Wulff, JL; Nixon, ND "Quality markers and use of electronic journals in an academic health sciences library " JOURNAL OF THE MEDICAL LIBRARY ASSOCIATION 92 (3). JUL 2004. p.315-322 MEDICAL LIBRARY ASSOC, CHICAGO
Eugene Garfield
garfield at CODEX.CIS.UPENN.EDU
Tue Aug 10 17:32:57 EDT 2004
Judith L. Wulff: wulff at louisville.edu;
Neal D. Nixon: nixon at louisville.edu
FULL TEXT AVAILABLE AT :
http://www.pubmedcentral.nih.gov/articlerender.fcgi?artid=442173
TITLE: Quality markers and use of electronic journals in an
academic health sciences library (Article, English)
AUTHOR: Wulff, JL; Nixon, ND
SOURCE: JOURNAL OF THE MEDICAL LIBRARY ASSOCIATION 92 (3). JUL
2004. p.315-322 MEDICAL LIBRARY ASSOC, CHICAGO
SEARCH TERM(S): JOURNALS item_title; J MED LIBR ASSOC source_abbrev_20
KEYWORDS+: BRANDON/HILL SELECTED LIST; ONLINE JOURNALS; PRINT;
DESELECTION; UNIVERSITY; IMPACT; BOOKS; USAGE
ABSTRACT: Objectives: Patterns of use of electronic versions of
journals supplied by an academic health sciences library were examined to
determine whether they differed from patterns of use among corresponding
print titles and to relate the applicability of print collection
development practices to an electronic environment.
Methods: Use data supplied by three major vendors of electronic journals
were compared to reshelving data for corresponding print titles, impact
factors, and presence on Brandon/Hill Lists.

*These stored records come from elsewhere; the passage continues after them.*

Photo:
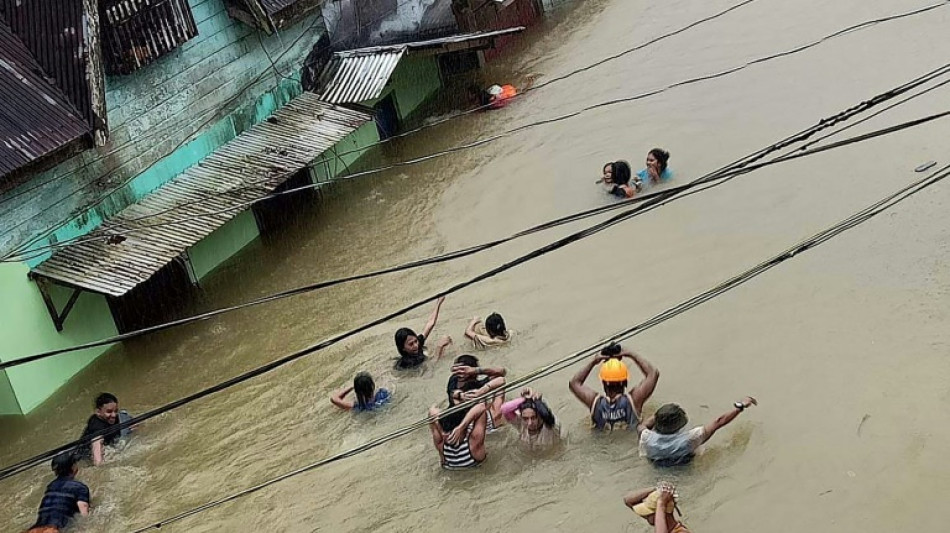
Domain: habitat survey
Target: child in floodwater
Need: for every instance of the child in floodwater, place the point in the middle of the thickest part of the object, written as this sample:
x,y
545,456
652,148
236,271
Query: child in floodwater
x,y
366,396
536,424
411,347
64,498
617,180
491,332
656,506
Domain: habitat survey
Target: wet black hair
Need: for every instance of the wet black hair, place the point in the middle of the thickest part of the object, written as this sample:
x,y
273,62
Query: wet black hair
x,y
365,388
401,335
662,157
453,420
467,360
621,172
104,399
544,412
495,325
63,464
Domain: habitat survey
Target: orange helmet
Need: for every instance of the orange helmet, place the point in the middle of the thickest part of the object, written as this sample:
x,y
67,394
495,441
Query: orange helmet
x,y
613,371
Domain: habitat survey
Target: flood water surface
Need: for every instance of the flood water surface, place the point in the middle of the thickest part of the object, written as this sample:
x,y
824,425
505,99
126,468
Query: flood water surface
x,y
845,347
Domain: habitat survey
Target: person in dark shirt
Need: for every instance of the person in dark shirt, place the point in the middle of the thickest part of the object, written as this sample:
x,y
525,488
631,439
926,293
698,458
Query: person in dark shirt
x,y
411,346
105,418
64,497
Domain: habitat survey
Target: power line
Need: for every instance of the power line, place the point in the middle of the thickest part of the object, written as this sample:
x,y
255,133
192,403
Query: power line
x,y
816,240
189,137
670,34
467,146
471,250
560,243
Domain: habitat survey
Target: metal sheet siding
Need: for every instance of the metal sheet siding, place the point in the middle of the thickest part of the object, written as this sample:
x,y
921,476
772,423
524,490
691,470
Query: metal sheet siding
x,y
356,77
189,207
36,119
53,30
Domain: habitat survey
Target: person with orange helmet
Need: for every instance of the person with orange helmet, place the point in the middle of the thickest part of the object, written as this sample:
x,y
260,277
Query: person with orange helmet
x,y
616,407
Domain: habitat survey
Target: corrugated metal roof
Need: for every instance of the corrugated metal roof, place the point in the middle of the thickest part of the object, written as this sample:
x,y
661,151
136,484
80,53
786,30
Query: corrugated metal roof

Results: In collections where one-click access from a database record to
the full text of articles was possible, electronic use correlated with
print use across journal pairs. In both versions, Brandon/Hill titles
were used more frequently than non-Brandon/Hill titles, use had modest
correlations with journals' impact factors, and clinical use appeared to
be higher than research use. Titles that had not been selected for the
library's print collections, but which were bundled into publishers'
packages, received little use compared to electronic titles also selected
in print.
Conclusions: Collection development practices based on quality and user
needs can be applied with confidence to the electronic environment.
Facilitating direct connections between citation databases and the
corresponding journal articles regardless of platform or publisher will
support scholarship and quality health care.